Recall the promise, if you “like your doctor, you can keep your doctor,” assuring patients they could choose their doctors. While the doctor shortage before 2010 did limit patients’ options for personal physicians, the Affordable Care Act further reduced the possibility you could have the doctor of your choosing in the following way.

Obamacare raised costs to all insurance companies by expanding eligibility and benefits, reducing medical underwriting, and increasing administrative burdens. Insurers offset the increased expenses by narrowing their medical panels.

In other words, they fired physicians, eliminating them from their contracted panels. Privately insured patients were forced to choose their doctors from a much smaller pool than previously. It is worse for Medicaid patients: Nationally 31 percent of physicians do not accept Medicaid patients, and in Texas, less than half do.

Third Parties Determine Health-care Outcomes

Money is an incentive used to reward preferred behaviors and outcomes. “He who has the gold makes the rules.” In health care, he who controls the money determines what is preferred. As third parties rather than consumers decide what your doctor is paid, third parties rather than consumers determine the outcome. As a result, the outcome is not timely care.

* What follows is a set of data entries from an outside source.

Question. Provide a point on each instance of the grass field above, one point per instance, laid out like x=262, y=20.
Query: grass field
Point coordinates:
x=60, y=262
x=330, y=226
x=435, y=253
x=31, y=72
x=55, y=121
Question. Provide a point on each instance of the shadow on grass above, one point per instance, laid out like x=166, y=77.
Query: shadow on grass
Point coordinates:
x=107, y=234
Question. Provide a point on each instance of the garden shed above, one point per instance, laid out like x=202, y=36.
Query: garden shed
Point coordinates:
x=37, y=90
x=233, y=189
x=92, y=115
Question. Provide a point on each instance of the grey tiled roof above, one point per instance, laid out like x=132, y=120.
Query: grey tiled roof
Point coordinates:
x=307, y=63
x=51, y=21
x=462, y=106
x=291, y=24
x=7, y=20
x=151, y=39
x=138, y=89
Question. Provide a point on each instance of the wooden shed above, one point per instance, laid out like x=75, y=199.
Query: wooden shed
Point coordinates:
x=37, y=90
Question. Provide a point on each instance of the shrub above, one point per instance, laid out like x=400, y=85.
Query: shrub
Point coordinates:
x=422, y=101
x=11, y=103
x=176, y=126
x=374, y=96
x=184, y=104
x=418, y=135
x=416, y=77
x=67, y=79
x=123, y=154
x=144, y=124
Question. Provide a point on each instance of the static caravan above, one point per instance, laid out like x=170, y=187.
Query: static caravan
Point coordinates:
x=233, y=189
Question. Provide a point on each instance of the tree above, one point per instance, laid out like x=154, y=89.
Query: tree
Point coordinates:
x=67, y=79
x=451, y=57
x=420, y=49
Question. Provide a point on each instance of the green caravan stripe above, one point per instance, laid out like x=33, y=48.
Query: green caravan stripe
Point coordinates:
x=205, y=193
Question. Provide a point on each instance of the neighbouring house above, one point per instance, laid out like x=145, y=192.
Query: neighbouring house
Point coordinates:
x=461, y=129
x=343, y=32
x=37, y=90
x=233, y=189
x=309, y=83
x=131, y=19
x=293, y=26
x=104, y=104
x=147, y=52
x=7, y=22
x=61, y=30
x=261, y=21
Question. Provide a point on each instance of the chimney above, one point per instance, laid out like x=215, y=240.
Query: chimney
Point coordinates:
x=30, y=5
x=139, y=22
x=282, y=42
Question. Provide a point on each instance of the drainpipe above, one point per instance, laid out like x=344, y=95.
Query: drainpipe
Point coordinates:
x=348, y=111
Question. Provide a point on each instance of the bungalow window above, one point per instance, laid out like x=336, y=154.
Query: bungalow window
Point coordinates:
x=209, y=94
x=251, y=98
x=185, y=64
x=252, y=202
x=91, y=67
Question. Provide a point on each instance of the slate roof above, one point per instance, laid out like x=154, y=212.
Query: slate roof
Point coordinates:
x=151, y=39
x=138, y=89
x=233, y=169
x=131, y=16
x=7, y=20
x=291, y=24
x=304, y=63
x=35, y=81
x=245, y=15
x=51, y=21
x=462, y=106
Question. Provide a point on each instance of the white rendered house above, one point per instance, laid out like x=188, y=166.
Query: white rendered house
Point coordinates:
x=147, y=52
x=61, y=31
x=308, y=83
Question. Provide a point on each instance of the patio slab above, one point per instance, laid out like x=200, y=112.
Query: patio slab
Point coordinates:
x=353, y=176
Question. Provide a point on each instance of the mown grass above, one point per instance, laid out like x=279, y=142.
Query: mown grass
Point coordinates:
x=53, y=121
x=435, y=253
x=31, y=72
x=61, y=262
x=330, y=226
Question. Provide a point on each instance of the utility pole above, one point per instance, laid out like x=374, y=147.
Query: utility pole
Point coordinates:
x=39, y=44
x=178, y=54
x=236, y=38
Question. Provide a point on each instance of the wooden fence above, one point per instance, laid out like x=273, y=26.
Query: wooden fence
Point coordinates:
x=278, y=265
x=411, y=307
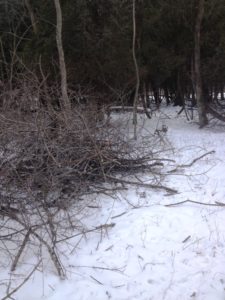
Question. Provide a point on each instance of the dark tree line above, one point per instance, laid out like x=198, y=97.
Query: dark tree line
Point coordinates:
x=97, y=40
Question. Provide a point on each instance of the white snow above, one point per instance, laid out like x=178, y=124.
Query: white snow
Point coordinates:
x=153, y=251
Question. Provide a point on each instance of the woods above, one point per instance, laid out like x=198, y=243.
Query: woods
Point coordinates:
x=97, y=42
x=64, y=67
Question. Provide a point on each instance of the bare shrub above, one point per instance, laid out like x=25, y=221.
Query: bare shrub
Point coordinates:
x=48, y=163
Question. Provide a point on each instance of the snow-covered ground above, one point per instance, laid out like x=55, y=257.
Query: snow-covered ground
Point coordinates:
x=143, y=249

Covering 180 million Americans, private insurance companies’ preferred outcome is profit. The longer they withhold payment, the more money they make. Thus, insurance carriers delay, defer, and deny patient care.

The federal government is the third-party payer for 140 million Americans through Medicaid, Medicare, and Tricare. Washington’s preferred outcome is extension of its power. This is accomplished by expansion of the scope and reach of the federal bureaucracy.

To pay the exorbitant costs of federal bureaucracy, Washington diverts money from providers and hospitals to pay bureaucrats and agencies. As a result, patients have less access to care and longer, medically dangerous wait times before they can see a doctor. Some even die waiting in line for life-saving care.

With the current third-party payment structure, you doctor does not practice as much medicine on you as insurance executives and federal bureaucrats do. As a result, Americans do not get timely needed care. The only way for patients to get the care they need when they need it is to restore a direct doctor-patient relationship, without a third-party payer in between making medical and financial decisions.

Someone will no doubt exclaim, “I can’t possibly afford to pay for my care.” The proper response is, “Last year, you did pay $28,166 — what did you get for it?!” If each patient were in control of family health-care spending, the United States could have a free market for health-care goods and services.

Prices would plummet. Add safety nets for the “disabled, blind, and aged,” the originally intended Medicaid population, and all Americans would have the health care they want: affordable and accessible.